Rzecznik Komisji Europejskiej Johannes Laitenberger odmówił potwierdzenia, iż Komisja Europejska zajmuje dziś takie samo stanowisko, jakie zajmowała jeszcze niedawno, pod przewodnictwem Romano Prodiego, kiedy w Konwencie negocjowano kształt unijnej konstytucji.
Wówczas KE stanęła po stronie takich krajów jak Francja i Belgia, i była zdecydowanie przeciwna umieszczeniu odwołania do Boga w konstytucji.

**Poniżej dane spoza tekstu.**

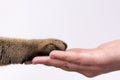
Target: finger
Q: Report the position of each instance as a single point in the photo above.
(54, 62)
(73, 57)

Temat powrócił wraz z deklaracją kanclerz Niemiec Angeli Merkel. Po spotkaniu z papieżem Benedyktem XVI powiedziała, iż Unia Europejska potrzebuje tożsamości europejskiej w postaci kontraktu konstytucyjnego. Według mnie musi być w nim odniesienie do chrześcijaństwa i Boga, ponieważ chrześcijaństwo w decydujący sposób ukształtowało Europę - oświadczyła niemiecka kanclerz.
Pytany o reakcję Komisji Europejskiej w tej sprawie, Laitenberger unikał konkretnej odpowiedzi, podkreślając, że o ewentualnych zmianach w traktacie konstytucyjnym zdecydują ostatecznie kraje członkowskie, a nie KE.
Anonimowy funkcjonariusz KE powiedział jednak, że KE pod przewodnictwem Portugalczyka Jose Barroso, zdeklarowanego katolika, jest otwarta na debatę w tej sprawie.
Dziś jest inny skład Komisji Europejskiej i przede wszystkim inny kontekst. Potrzebujemy potwierdzenia naszych wartości - powiedział.